Over and over again, the Establishment sought that elusive “middle ground” that would allow it to eat its cake and have it too—accomplish extravagant goals with minimal effort. The fact that this goal was inherently self-contradictory never seemed to dawn on anyone. Even the great set piece—Bush II’s full-scale invasion of Iraq—was a ludicrous compromise and fraud. To paraphrase Donald Rumsfeld—and to make him tell the truth as well—we invaded, not with the army we needed, but with the army that it was politically feasible to deploy. Rumsfeld refused to plan for the reconstruction of Iraq, knowing that to examine the task before us would only reveal the impossibility of achieving a successful resolution. Ignorance is bliss, or at least politically necessary!

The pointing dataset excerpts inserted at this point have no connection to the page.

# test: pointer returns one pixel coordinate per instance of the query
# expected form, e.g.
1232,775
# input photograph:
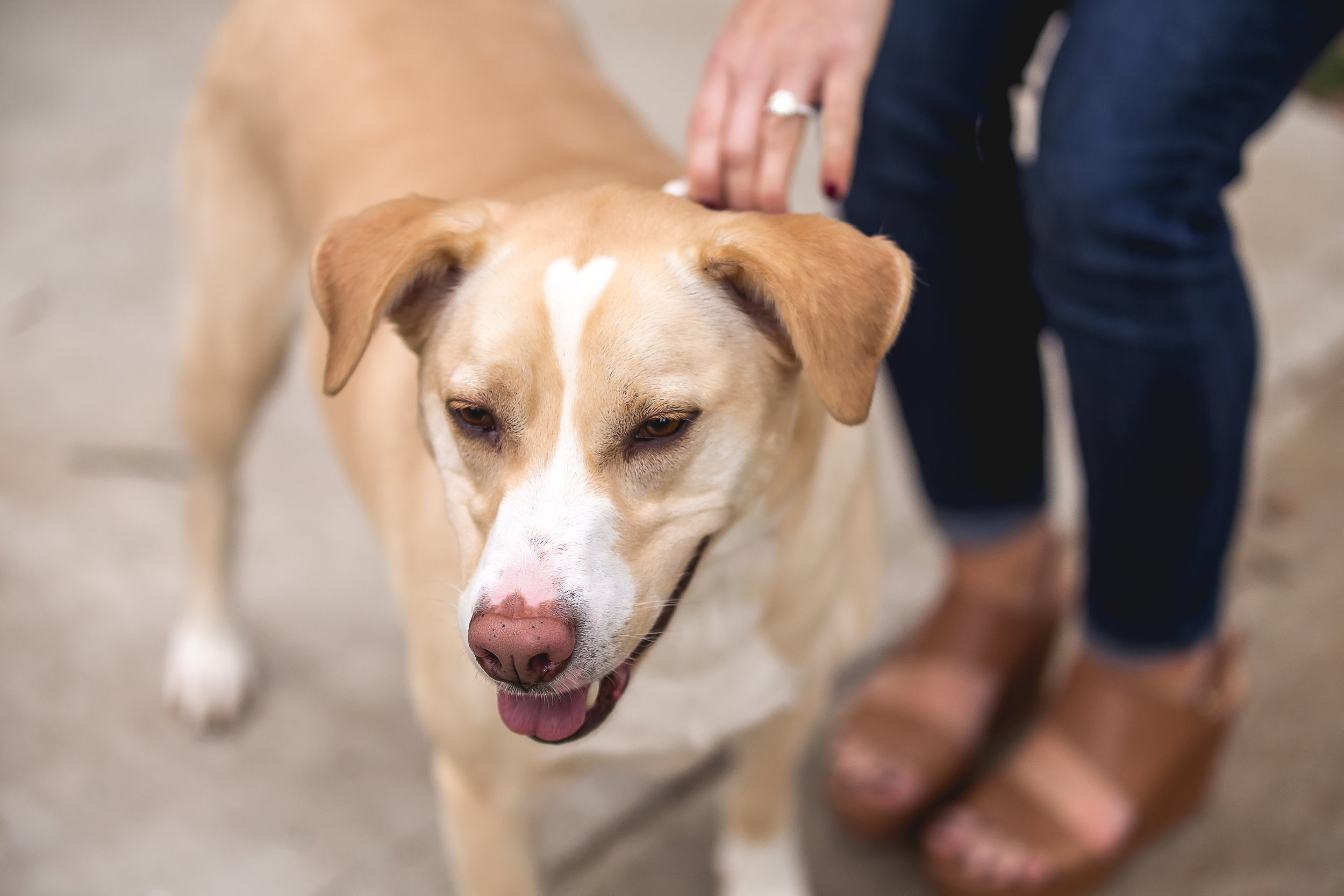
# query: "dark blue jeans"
1116,240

And so we jumped blindly into the abyss, and, having done so, lacked the courage to admit our own folly, to admit that we are more incompetent than indispensable. It is “amusing” to read “moderate” hawks like Slate’s Fred Kaplan as they reveal the incoherence and inherent infeasibility of our policies even as they seek to defend them:
One complicating factor is that the United States government has never figured out what its interests in Syria are. The Obama administration pursued a few interests, some of them contradictory: Defeat ISIS, contain Iran, bolster Iraq, maintain the alliance with Turkey, protect the Kurds, and help negotiate a political settlement that involves the ouster of Syrian President Bashar al-Assad. Accomplishing one of two of those goals was extremely difficult; tackling them all, probably impossible.
Well, yes, that’s probably true, particularly since actual American involvement fell short of even the “very limited, very targeted, short-term effort” originally described—rather vaguely, to be sure—by then Secretary of State John Kerry. “That is exactly what we are talking about doing, unbelievably small, limited kind of effort,” the secretary explained, the incoherence of his speech reproducing with remarkable accuracy the incoherence of his thought, and, later, the incoherence of our policy.
For more than two full administrations the United States has been in a state of crisis because no one would say that the emperor has no clothes. And it has taken Donald Trump, Mr. Nudity himself, to do it.
Afterwords
At the same time, of course, the “real” Donald Trump is shutting down, and half wrecking, the federal government because he can’t admit that he was lying when he said he was going to build a big, beautiful wall, the one that will solve all our problems. And so the beat goes on.
Fairly long, fairly coherent diatribe on the lack of a meaningful foreign policy debate by me here, and more here. Over at the American Conservative, Jon Basil Utley reminisces about "How the Gulf War Gave Us the Antiwar Right", linking to a number of articles exposing the lies George I told to get us into Iraq the first time around, particularly this one.
1. “Mountebank” being a polite term meaning “complete and unrelenting asshole”.